Reconstruction Filter - Image Processing

Image Processing

In image processing, digital reconstruction filters are used both to recreate images from samples as in medical imaging and for resampling. A number of comparisons have been made, by various criteria; one observation is that reconstruction can be improved if the derivative of the signal is also known, in addition to the amplitude, and conversely that also performing derivative reconstruction can improve signal reconstruction methods.

Resampling may be referred to as decimation or interpolation, accordingly as the sampling rate decreases or increases – as in sampling and reconstruction generally, the same criteria generally apply in both cases, and thus the same filter can be used.

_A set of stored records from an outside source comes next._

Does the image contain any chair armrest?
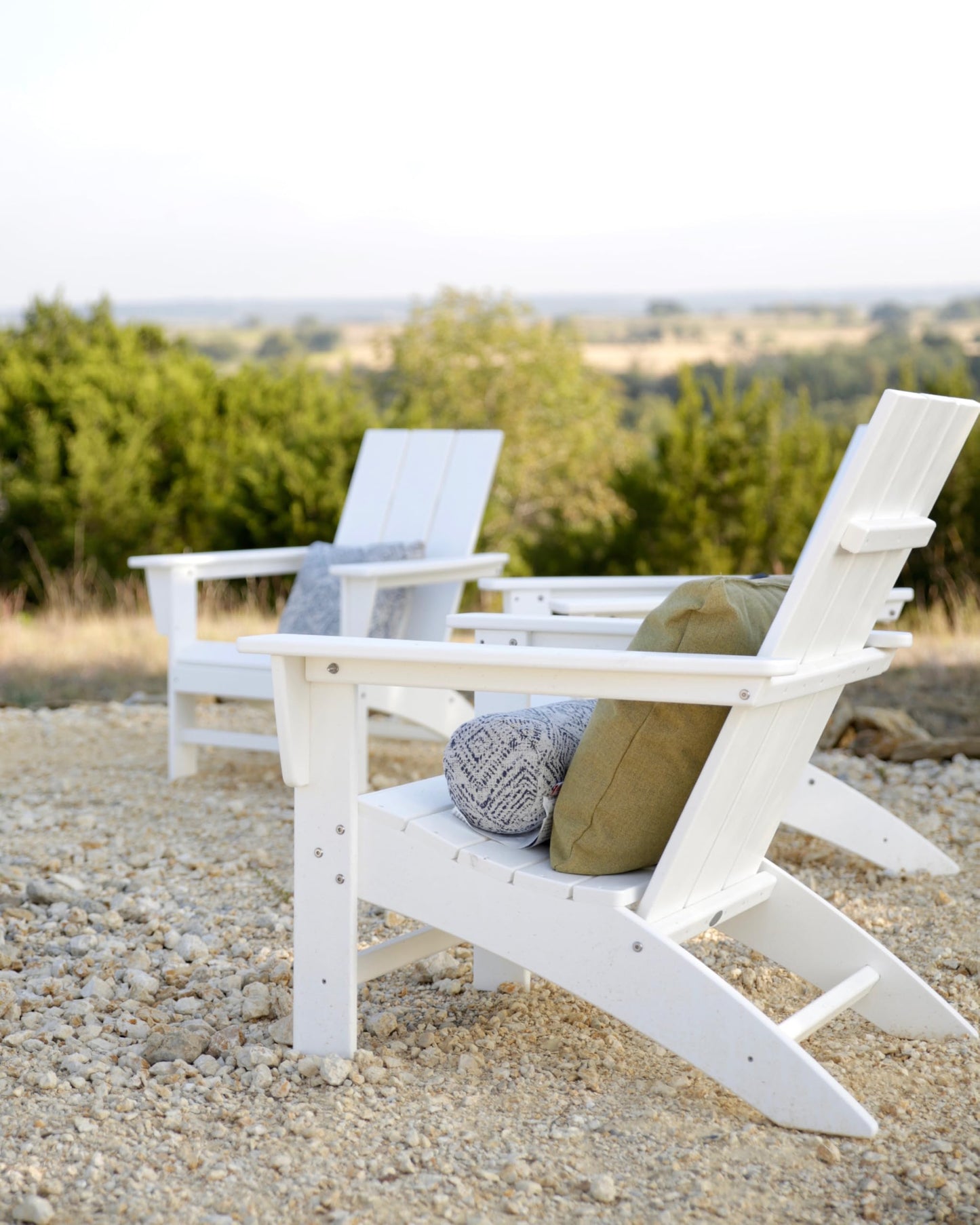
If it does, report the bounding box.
[128,544,307,579]
[237,635,796,705]
[480,575,715,596]
[330,553,509,587]
[446,612,913,650]
[479,575,915,622]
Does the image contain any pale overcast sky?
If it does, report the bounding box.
[0,0,980,307]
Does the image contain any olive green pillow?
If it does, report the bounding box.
[551,577,790,876]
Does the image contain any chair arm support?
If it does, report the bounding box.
[330,553,509,587]
[237,635,796,705]
[128,544,307,582]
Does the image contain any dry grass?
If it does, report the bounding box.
[0,608,275,705]
[174,309,980,375]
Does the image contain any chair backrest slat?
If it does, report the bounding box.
[404,430,503,640]
[637,391,980,918]
[334,430,503,641]
[333,430,410,545]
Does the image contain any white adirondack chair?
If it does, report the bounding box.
[129,430,507,786]
[239,392,980,1135]
[448,612,959,876]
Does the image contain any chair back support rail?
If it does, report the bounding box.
[637,392,977,919]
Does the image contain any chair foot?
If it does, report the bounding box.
[719,862,977,1038]
[473,946,530,991]
[167,692,197,783]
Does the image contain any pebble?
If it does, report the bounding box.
[143,1026,208,1067]
[589,1173,616,1204]
[366,1012,398,1038]
[175,933,210,962]
[321,1055,353,1087]
[12,1196,54,1225]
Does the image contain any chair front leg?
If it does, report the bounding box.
[293,685,361,1058]
[168,566,197,781]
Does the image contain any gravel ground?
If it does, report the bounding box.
[0,703,980,1225]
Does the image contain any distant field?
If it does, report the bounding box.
[180,309,980,375]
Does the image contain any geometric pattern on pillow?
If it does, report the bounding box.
[279,540,425,638]
[442,701,595,845]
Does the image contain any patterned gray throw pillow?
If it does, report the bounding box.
[279,540,425,638]
[442,701,595,847]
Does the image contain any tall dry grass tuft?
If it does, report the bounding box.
[0,550,288,705]
[901,582,980,638]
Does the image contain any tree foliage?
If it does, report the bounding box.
[386,289,623,572]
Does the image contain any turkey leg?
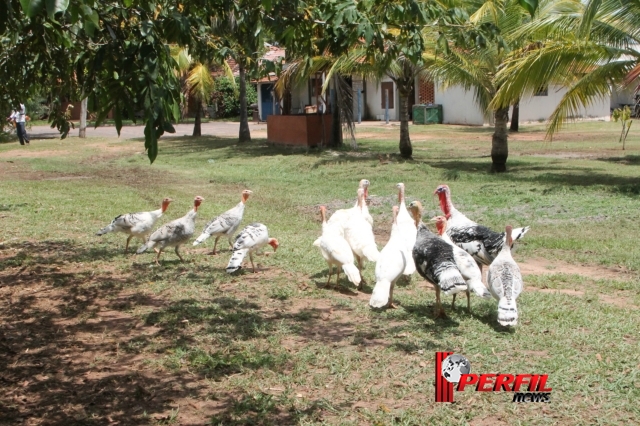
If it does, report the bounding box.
[211,235,220,254]
[356,255,367,290]
[467,287,471,313]
[325,265,333,288]
[387,282,396,309]
[175,246,184,262]
[156,249,162,266]
[435,285,447,318]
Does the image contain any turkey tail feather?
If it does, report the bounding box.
[467,279,491,299]
[96,222,116,236]
[438,268,467,296]
[193,232,211,246]
[227,249,249,274]
[136,241,151,254]
[498,297,518,326]
[362,244,380,262]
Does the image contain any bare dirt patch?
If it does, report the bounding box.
[518,257,634,281]
[0,147,70,158]
[525,286,638,309]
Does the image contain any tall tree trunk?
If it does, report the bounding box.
[398,88,413,158]
[238,60,251,142]
[193,105,202,136]
[330,74,342,148]
[78,98,88,138]
[491,106,509,173]
[510,99,520,132]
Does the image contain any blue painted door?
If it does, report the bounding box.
[260,84,273,121]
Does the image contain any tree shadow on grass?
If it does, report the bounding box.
[430,160,640,195]
[0,240,123,270]
[209,392,351,426]
[598,155,640,166]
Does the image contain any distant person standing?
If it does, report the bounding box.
[7,104,29,145]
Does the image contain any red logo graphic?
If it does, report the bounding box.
[435,352,552,402]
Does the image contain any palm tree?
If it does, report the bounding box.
[171,47,235,136]
[424,0,528,173]
[275,52,357,149]
[492,0,640,139]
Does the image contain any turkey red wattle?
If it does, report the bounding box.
[193,195,204,212]
[162,198,173,213]
[435,185,452,219]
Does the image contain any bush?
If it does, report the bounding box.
[210,77,258,118]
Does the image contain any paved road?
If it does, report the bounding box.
[28,122,267,139]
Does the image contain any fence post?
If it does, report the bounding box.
[358,89,362,124]
[384,89,389,124]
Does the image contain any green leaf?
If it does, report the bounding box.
[46,0,69,19]
[20,0,43,18]
[518,0,538,16]
[144,123,158,164]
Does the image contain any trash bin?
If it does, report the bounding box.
[412,105,443,124]
[249,104,260,123]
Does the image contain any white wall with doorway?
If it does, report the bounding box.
[434,84,485,126]
[520,85,611,122]
[364,77,400,120]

For resampling, in principle the analog image is reconstructed, then sampled, and this is necessary for general changes in resolution. For integer ratios of sampling rate, one may simplify by sampling the impulse response of the continuous reconstruction filter to produce a discrete resampling filter, then using the discrete resampling filter to directly resample the image. For decimation by an integer amount, only a single sampled filter is necessary; for interpolation by an integer amount, different samplings are needed for different phases – for instance, if one is upsampling by a factor of 4, then one sampled filter is used for the half-way point, while a different sampled filter is used for the point 1/4 of the way from one point to another.

A subtlety in image processing is that (linear) signal processing assumes linear luminance – that doubling a pixel value doubles the luminance of the output. However, images are frequently gamma encoded, notably in the sRGB color space, so luminance is not linear. Thus to apply a linear filter, one must first gamma decode the values – and if resampling, one must gamma decode, resample, then gamma encode.